French noble and soldier

François de Lorraine, Grand Prieur de France de l'Ordre de Malte (18 April 1534 Joinville-6 March 1563) was a French noble and soldier, who fought during the latter Italian Wars. Second youngest of the sons of Claude, Duke of Guise and Antoinette de Bourbon, the Grand Prior was selected for a life with the Order of Malta. In 1549 King Henri II appointed him Grand Prior of the Order in France, giving him access to the revenues of 'commanderies.' He fought with the king in the final years of the Italian Wars, serving in Italy in 1551 and Alsace the following year at the famous defence of Metz. He and his brother Elbeuf played a key role in the capture of Corse in 1553, defending the island against attempted counter attacks by the Genoese.

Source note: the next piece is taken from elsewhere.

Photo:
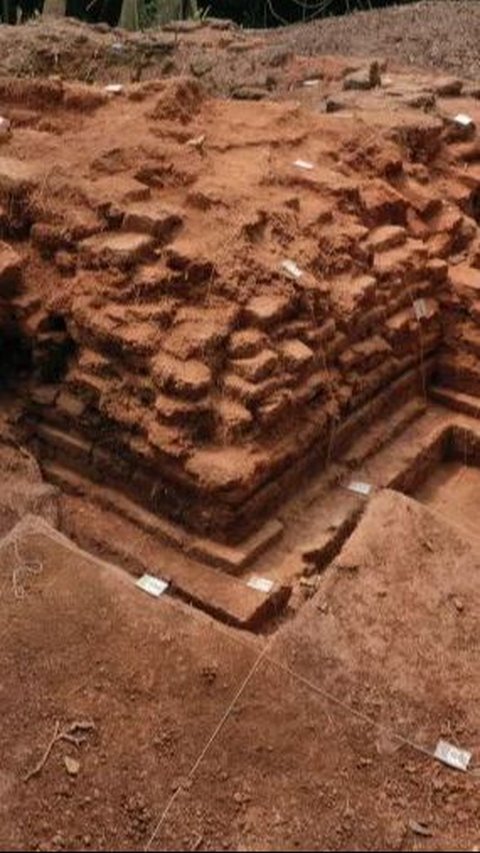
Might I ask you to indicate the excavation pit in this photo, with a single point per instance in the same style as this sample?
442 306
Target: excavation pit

In 1558 he became 'general of the galleys', providing for him a leading role in the planned combined naval campaign of that year with the Ottoman Empire. However, the Ottoman admiral ignored the plan, raiding his way into the western Mediterranean, before forming a compact with the Genoese in return for a large bribe. Thus the campaign could not proceed. In 1559 with the death of Henri II, the Grand Prior was made a chevalier de l'Ordre de Saint-Michel, the highest honour of the time. His role as general of the galleys would be key for the planned Guise expedition to Scotland in the following spring. However, difficulty with his subordinates, government finance issues, and internal instability brought about by the Conspiracy of Amboise would lead to peace being declared in June 1560 with England, cancelling the expedition while the Grand Priors fleet was still travelling up France's west coast. The following year he assisted his niece's entry into Scotland as the new queen. During 1562 he partook in the meeting at Saverne during which the Guise family floated the idea of converting to Lutheranism to restore church unity. He died in March 1563, several days after the assassination of his brother, a heavy blow to his family.

==Early life and family==
François de Lorraine was born in 1534, the fifth son of Claude, Duke of Guise and Antoinette de Bourbon.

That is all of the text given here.